Thursday, September 12, 2019

What We Lefties Want -- Only "The Last American Hero"


Raleigh News and Observer
The Blue Wave of 2018 in North Carolina was Christmas morning all over again. The lust for the ballot among Democrats and liberal-minded independents beat anything I've seen in a while. Yes, 2006 was an enthusiastic year too. So was 1990, with Harvey Gantt on the ballot against Jesse Helms. And 2008. But since 2008? Not so much … until Donald J. Trump became president. In 2018 we nailed a decade "high." The Gospel Truth: That Democratic surge must last through 2020, and any sign of waning enthusiasm, any slight drying up of the Democratic sap, worries the everlasting daylights out of me.

I've heard or read, "Oh, the Blue Wave of 2018 played itself out, and Democratic enthusiasm for new elections and new candidates ain't what it used to be. And besides that, the Party's split between Biden conservatives and Bernie socialists, and they'll never reconcile. If the socialists gain the upper hand, you can kiss your 200-year-old Party goodbye." 

You hear that in the mainstream press -- prophets and prognosticators trying to divine public moods. I actually agree with some of it, the potential for a split in the Party, but I still warm my fingers and toes at the smoldering fire, the group vow to defend democracy in this critical hour -- resist with everything we've got both the bunch running DeeCee and the bunch running Raleigh, no matter the hap. That lighter-knot of a hot coal is just waiting for some air.

The Dan McCready loss in the 9th CD special election wasn't a sign of Democratic dehydration to me. Oh, Democrats stayed home in droves, yes. Robeson County, majority Democrat by a wide margin, didn't turn out for McCready. That was the case in other counties. Would they have caught fire if the candidate wasn’t shy to strike sparks on the flintstone? Would they have turned out for a more progressive fighter? Would they have churned at the polls for the North Carolina version of Alexandria Ocasio-Cortez?

There's a whole wing of Democratic campaign operatives who preach moderation. Don't get too far out on any liberal limb because the Republicans will go apeshit and call you a "socialist" and cause moderate, rural Dems to turn away from you as a threat to their very way of life. Because they're capable of believing your average con artist.

Here's my beef with that version of reality: They're gonna label you, dear ole Democrat, no matter whether you fight on principle or not. And depending on the candidate, moderation becomes mildness, which projects weakness. Even in an ex-Marine. In his gingerly handling of issues big to Democrats, McCready always seemed to be dodging imaginary bullets. Nice guy. With nice-guy flexibility. 

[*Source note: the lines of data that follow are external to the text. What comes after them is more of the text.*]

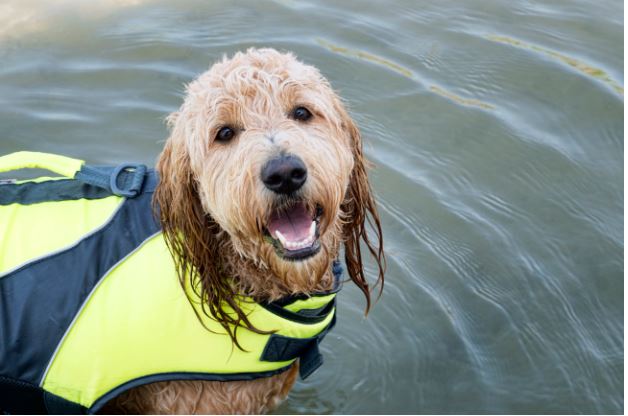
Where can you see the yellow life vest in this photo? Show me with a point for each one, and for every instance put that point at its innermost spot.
(91, 305)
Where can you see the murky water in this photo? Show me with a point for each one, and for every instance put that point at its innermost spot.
(497, 131)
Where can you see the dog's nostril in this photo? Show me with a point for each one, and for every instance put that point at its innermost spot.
(299, 174)
(284, 174)
(274, 180)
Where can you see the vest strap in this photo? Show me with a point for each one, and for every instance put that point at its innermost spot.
(282, 348)
(123, 180)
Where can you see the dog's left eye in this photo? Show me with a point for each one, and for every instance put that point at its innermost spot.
(225, 134)
(301, 114)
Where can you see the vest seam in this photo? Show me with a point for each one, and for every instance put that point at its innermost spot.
(63, 249)
(177, 376)
(89, 296)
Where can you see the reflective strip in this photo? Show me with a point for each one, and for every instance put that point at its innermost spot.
(38, 302)
(85, 303)
(63, 165)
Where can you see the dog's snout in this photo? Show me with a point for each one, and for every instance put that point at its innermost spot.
(284, 174)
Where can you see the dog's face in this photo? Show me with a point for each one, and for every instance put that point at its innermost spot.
(271, 155)
(267, 157)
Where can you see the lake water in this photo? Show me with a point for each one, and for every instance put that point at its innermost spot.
(496, 128)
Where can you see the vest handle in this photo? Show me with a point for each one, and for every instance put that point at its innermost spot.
(62, 165)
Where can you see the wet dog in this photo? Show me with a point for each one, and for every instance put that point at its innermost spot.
(263, 180)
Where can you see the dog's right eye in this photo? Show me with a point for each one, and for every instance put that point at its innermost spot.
(225, 134)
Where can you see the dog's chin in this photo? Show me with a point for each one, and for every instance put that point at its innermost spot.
(294, 231)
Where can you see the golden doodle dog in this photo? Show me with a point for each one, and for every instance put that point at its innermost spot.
(260, 141)
(212, 279)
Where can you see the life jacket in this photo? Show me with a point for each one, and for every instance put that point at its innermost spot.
(91, 304)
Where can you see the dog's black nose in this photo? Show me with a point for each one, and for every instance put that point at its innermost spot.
(284, 174)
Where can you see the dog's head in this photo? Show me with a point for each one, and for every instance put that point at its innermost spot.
(263, 179)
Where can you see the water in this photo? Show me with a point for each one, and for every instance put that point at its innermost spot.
(497, 131)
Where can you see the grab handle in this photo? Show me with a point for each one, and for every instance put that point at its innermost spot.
(62, 165)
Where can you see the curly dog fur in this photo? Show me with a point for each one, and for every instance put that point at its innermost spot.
(215, 208)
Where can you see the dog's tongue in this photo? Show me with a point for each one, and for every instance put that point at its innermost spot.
(293, 223)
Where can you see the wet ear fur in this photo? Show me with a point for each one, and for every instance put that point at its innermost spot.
(192, 236)
(360, 209)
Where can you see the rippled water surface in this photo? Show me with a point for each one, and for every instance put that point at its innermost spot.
(496, 128)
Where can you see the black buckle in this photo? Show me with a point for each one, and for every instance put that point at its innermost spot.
(133, 179)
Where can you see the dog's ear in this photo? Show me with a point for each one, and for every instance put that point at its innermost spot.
(360, 209)
(191, 235)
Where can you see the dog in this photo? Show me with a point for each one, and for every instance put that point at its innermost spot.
(262, 182)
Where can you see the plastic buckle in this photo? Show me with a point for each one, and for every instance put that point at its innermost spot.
(138, 173)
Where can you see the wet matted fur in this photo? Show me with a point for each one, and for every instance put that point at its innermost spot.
(215, 209)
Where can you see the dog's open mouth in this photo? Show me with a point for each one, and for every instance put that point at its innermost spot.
(293, 230)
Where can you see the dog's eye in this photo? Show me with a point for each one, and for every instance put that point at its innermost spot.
(301, 114)
(225, 134)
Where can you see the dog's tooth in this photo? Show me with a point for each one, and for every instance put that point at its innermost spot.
(281, 238)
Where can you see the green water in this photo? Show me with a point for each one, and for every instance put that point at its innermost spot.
(496, 128)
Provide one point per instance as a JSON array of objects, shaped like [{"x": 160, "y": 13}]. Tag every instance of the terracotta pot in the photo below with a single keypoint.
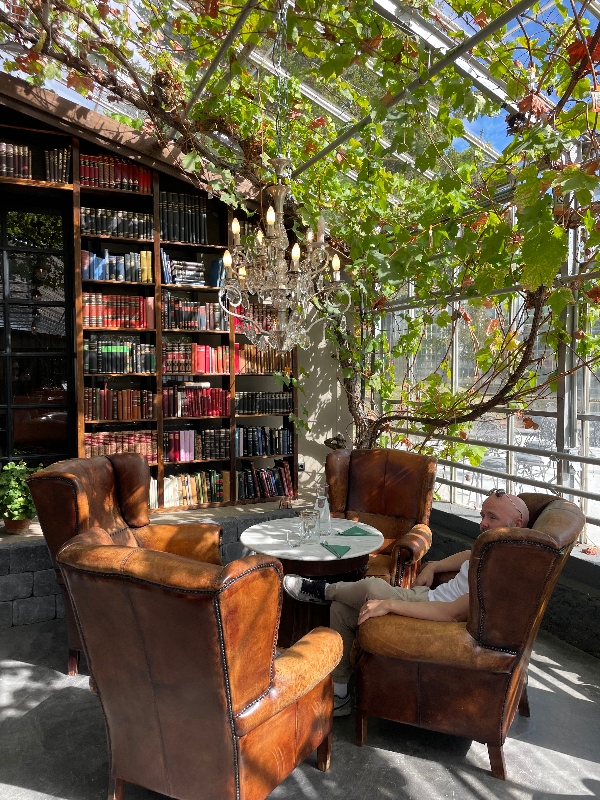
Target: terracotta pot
[{"x": 16, "y": 525}]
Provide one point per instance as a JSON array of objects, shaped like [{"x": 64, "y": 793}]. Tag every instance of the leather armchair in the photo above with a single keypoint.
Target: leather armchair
[
  {"x": 110, "y": 492},
  {"x": 391, "y": 490},
  {"x": 469, "y": 678},
  {"x": 203, "y": 707}
]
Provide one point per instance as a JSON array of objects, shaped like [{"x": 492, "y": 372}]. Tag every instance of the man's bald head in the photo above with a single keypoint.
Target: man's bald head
[{"x": 505, "y": 511}]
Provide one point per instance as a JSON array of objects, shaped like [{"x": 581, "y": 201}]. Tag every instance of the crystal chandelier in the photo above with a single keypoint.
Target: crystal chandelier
[{"x": 275, "y": 294}]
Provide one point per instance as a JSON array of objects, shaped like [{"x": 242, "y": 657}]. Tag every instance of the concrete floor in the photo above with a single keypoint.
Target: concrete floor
[{"x": 53, "y": 745}]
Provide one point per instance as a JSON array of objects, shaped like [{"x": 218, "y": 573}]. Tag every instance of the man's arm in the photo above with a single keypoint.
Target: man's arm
[
  {"x": 449, "y": 564},
  {"x": 454, "y": 611}
]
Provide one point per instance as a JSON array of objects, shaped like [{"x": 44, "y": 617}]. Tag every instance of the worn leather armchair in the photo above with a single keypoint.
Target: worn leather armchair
[
  {"x": 391, "y": 490},
  {"x": 110, "y": 492},
  {"x": 197, "y": 705},
  {"x": 468, "y": 679}
]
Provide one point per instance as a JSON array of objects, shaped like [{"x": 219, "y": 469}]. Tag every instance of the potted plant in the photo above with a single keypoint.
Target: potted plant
[{"x": 16, "y": 503}]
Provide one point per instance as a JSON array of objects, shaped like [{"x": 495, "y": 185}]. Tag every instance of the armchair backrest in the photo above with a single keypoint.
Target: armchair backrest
[
  {"x": 513, "y": 572},
  {"x": 198, "y": 642},
  {"x": 389, "y": 489},
  {"x": 110, "y": 492}
]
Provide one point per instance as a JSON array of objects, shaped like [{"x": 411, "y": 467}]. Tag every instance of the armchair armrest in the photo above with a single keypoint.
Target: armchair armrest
[
  {"x": 408, "y": 550},
  {"x": 198, "y": 540},
  {"x": 444, "y": 643},
  {"x": 297, "y": 670}
]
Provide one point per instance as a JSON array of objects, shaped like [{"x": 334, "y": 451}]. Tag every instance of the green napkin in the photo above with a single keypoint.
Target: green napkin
[
  {"x": 337, "y": 549},
  {"x": 355, "y": 531}
]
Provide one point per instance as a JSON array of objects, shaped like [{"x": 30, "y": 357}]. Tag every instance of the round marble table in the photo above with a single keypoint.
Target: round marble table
[{"x": 311, "y": 561}]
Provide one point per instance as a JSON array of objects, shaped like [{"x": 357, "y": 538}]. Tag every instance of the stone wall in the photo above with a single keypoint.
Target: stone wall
[{"x": 28, "y": 588}]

I'm sorry it's happened, but the Trump model of bullying masculinity -- authoritarianism -- has demanded a manly and O make no mistake, womanly fortitude to resist, to take down the bully on the playground to save the littler kids. That's what Democrats want right now in a candidate for public office. And so do "soft" Republicans currently nauseous at the sight of Trump.

Here's what I've been leading up to…

Just when we might fall to worrying that Democratic enthusiasm is fading, the Republican bosses in Raleigh, the Moore-Berger duopoly, pull a breathtaking stunt that is so nakedly dishonest and unfair that it wakes thousands in an instant, reminds them what they're fighting for, and what against, and calls them to the ramparts to preserve any last vestige of honesty, fair-dealing, respect, a sense of ethics, any streak of humanity still remaining in the administration of our state's legislative body.

Progressives who've grown silent since 2018 are suddenly talking, shouting, on social media and in social gatherings. They're excited by a Deb Butler in the House, who became the instant Town Crier on alert yesterday morning, and got loud and stood in Speaker Tim Moore's metaphorical face. That's what we want to see. That's what we need, incidentally, in a U.S. senatorial candidate.

Ironically for the Republican bosses, the sneak vote on overriding the Governor's veto of the budget was the wind we needed to blow the smoldering coal back into life. When have the Republicans ever accurately calculated the public reaction to one of their power-grabs?

A NOTE ON MIXED METAPHORS
I am fully aware that the Blue Wave of paragraph one became the smoldering fire of paragraph three -- only to prove, O My Brethren, that I can miraculously combine fire and water.